A couple of weeks ago, I ran an article on how Mexico is benefitting from a shift in supply chains from China, and how covid helped to accelerate this shift. While this should portend good things for Mexico, there is a huge problem: drug cartels.

Drug cartels control roughly 20% of the Mexican countryside. In 2014, 43 students went missing—it is believed they stumbled on a heroine-trafficking operation. In 2018, Mexico’s morgues ran out of space for victims of violence. The US Department of State has listed half of Mexican states on a travel advisory in the same classification as Afghanistan, Syria, and Iraq. Mexico’s murder rate is four times that of the United States, only 1% of its crimes are reported and solved, over 1.7 million people have left their homes to avoid crime, and the Mexican government recently revealed an astounding 79,000 people have gone “missing” over the last fifteen years—presumptively at the hands of drug cartels.

In theory, Mexico, a nation-state, should have no problem eradicating drug cartels, which operate on a chiefdom-level. However, this requires that Mexico have nation-state institutions that work and operate under rule-of-law. For seven decades, Mexico lived under one-party rule that held the cartels in check, siphoned money from them, and even refereed truces. Then in 2000, Mexico became a democracy. The ensuing administrations were never able to establish the state-level justice institutions needed to control them—local law-enforcement was too overwhelmed and federal law-enforcement was too far removed. Then last fall, Mexico’s former Chief of Public Security and its former Defense Secretary were arrested for colluding with the cartels—the corruption was higher and more grievous than thought.

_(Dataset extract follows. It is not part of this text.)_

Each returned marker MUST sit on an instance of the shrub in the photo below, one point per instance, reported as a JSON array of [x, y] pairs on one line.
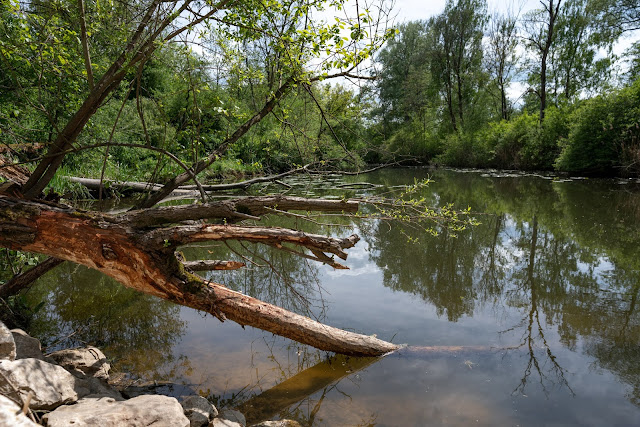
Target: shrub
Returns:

Mexico cannot expect regionalism to continue if it cannot gain control of itself. It needs to develop the state-level institutions required to establish law-and-order—just as America had to do in late-19th and early-20th centuries. Mexico only spends about 1% of its GDP on justice systems—far lower than most industrialized countries.  Perhaps diminished business prospects in the future will encourage politicians to make justice a higher priority.

Source:

Mary Beth Sheridan, “Searching for Mexico’s Disappeared,” Washington Post, 6 Dec 2020, A1.

Kevin Sieff, “Its Chief Jailed, Mexican City Still Bowed to his Will,” Washington Post, 15 Nov 2020, A1.

May Beth Sheridan, “Mexico’s Authority Erodes as Criminals Claim More Territory,” Washington Post, 1 Nov 2020, A1.

Kevin Sieff, “Cartels had Alleged Reach into Mexico’s Top Ranks,” Washington Post, 18 oct 2020, A21.